Anthropology Professor Laura Gonzalez has been named a Mellon/ACLS Community College Faculty Fellows for 2021 by the American Council of Learned Societies (ACLS). She is one of just twenty-eight faculty named.

Now in its third year, this vital program offers faculty teaching at two-year colleges support for research, pedagogy, and community engagement projects in the humanities and interpretive social sciences. The program is made possible by a generous grant from The Andrew W. Mellon Foundation.

This year, 28 scholars will each receive up to $40,000 to advance their respective projects, which significantly expand humanistic study and knowledge. The fellows will also participate in a convening hosted by ACLS to build their cohort, share work in progress, and discuss wider issues related to the humanities in community colleges and the impact of COVID-19.

Gonzalez has authored: The Anthropology of Human Space Exploration: An Undergraduate Textbook Using the Topic of Outer space to Explore Anthropological Concept.

Here is a brief abstract. “The Anthropology of Human Space Exploration” is a concise textbook aimed at undergraduate anthropology students on the anthropology of human space exploration. The book is designed as a source of supplemental reading to accompany a more standard general anthropology, or “four-fields,” textbook. The book addresses cultural, biological, linguistic and archaeological concepts, knowledge, language, and research methods through a variety of space-related subjects. It explores the human relationship to outer space as content in order to encourage critical thinking. Synthesizing and analyzing research on scholarly and popular sources, the book includes original research from several field sites and presents the content in a readable and engaging writing style.

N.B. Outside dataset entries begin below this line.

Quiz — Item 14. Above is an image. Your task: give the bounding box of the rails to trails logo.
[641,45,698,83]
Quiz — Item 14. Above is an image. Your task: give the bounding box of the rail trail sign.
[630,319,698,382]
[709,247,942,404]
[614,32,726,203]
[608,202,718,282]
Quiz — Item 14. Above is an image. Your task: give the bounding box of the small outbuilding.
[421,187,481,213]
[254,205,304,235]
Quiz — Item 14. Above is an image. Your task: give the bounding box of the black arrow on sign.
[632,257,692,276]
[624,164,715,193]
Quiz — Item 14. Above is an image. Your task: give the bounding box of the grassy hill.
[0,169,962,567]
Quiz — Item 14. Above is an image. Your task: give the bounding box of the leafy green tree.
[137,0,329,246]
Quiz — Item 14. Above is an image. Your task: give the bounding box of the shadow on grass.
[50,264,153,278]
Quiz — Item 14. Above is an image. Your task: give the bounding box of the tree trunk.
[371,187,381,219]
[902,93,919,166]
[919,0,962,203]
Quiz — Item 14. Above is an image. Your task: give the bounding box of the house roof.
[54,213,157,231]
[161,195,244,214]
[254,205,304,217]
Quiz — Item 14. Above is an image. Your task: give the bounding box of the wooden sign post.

“Community colleges are invaluable sites for deep student engagement with the humanities, with over one-third of the nation's undergraduates enrolled,” said ACLS President Joy Connolly. “With the generous support of the Mellon Foundation, we are pleased to announce the third cohort of Community College Faculty Fellows, who bring mission-driven pedagogy and critical humanistic research to diverse student bodies and communities across the country.”
 
This diverse cohort of fellows, more than 60% of whom identify as scholars of color, represent 21 community colleges around the country, and their supported projects encompass a wide range of disciplines, topics, and methodologies. Projects include:

  • A study of visual narratives in North Africa’s Amazigh cinema
  • An oral history examining how restaurants and food markets shape the social, economic, and political development of Asian communities in Dallas
  • An analysis of narrative structures used by authors during diverse epidemics in Colonial Mexico as a means of narrating hope in difficult times
  • The creation of an undergraduate textbook about the anthropology of human space exploration

A series of public programs at the Weeksville Heritage Center telling the histories of abolitionists in Brooklyn and the 19th-century free Black community that shaped its streets and neighborhoods.